Dla warszawskiego zespołu było to trzecie zwycięstwo z rzędu. Wcześniej mistrzowie Polski pokonali Lechię Gdańsk i Wisłę Kraków 1:0. Radosław Cierzniak przyznaje, że powoli zaczynamy oglądać Legię Jozaka. - To trzecia wygrana z rzędu, więc nasze morale wzrasta. I najważniejsze - zaczynamy grać to, czego od nas oczekuje trener, czyli spokój w rozegraniu od tyłu, stwarzanie wielu sytuacji bramkowych - komentuje golkiper.
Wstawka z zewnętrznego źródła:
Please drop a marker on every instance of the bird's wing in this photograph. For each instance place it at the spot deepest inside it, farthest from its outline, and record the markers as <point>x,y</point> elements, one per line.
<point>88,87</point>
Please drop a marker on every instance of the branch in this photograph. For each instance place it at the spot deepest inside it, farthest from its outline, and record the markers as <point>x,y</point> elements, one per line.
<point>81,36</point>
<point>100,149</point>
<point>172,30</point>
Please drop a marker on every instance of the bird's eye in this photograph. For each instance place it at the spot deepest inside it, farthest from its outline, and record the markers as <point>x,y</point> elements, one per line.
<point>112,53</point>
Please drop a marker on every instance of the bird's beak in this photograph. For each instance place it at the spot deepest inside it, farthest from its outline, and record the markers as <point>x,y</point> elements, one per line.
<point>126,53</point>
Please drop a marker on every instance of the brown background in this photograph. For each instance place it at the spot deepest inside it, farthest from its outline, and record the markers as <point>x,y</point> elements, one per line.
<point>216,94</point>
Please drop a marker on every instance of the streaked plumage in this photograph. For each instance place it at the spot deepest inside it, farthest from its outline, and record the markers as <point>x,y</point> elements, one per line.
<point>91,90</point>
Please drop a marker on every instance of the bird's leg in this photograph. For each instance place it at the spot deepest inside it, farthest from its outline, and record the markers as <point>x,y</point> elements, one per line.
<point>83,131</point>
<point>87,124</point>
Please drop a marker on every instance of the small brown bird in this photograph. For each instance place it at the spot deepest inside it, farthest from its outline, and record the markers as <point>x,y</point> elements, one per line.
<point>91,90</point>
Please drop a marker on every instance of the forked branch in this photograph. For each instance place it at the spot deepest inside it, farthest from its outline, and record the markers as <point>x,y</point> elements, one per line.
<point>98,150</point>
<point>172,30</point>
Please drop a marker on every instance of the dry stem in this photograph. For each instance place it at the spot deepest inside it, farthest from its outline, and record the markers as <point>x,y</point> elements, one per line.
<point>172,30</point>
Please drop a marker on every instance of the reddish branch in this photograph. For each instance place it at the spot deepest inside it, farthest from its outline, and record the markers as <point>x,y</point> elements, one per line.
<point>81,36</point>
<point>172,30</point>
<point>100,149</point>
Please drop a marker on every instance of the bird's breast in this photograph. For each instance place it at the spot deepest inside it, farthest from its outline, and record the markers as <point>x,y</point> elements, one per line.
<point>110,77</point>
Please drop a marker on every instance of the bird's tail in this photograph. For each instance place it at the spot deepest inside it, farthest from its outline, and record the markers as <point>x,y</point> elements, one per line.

Trener Jozak nie popada w euforię. Zdaje sobie sprawę, że w grze drużyny jest jeszcze sporo mankamentów. - Przede wszystkim chcemy wygrywać. Krótkofalowe plany to budowanie stabilizacji i progres, a długofalowym jest dodanie do tego pięknej gry. W meczu z Jagiellonią graliśmy ładnie, posiadaliśmy piłkę, ale przegraliśmy. Zespół chce wracać do domu z trzema punktami. Są rzeczy ważne i ważniejsze, ale musimy przede wszystkim grać mądrze - tłumaczy.
Chorwat cieszy się, że coraz lepiej prezentuje się Cristian Pasquato, który latem zasilił szeregi warszawskiego zespołu. Być może Włocha zobaczymy w niedzielnym spotkaniu z Arką Gdynia. - Bardzo dobrze wykonał swoje zadania. To ważny piłkarz w naszym zespole. Czy zagra w niedzielę z Arką? Tego nie wiem. Wszystko wyjaśni się w piątek - mówi Romeo Jozak.
[b]ZOBACZ WIDEO: Mateusz Kusznierewicz: Pioruny waliły jeden po drugim dookoła. To były chwile grozy
[/b]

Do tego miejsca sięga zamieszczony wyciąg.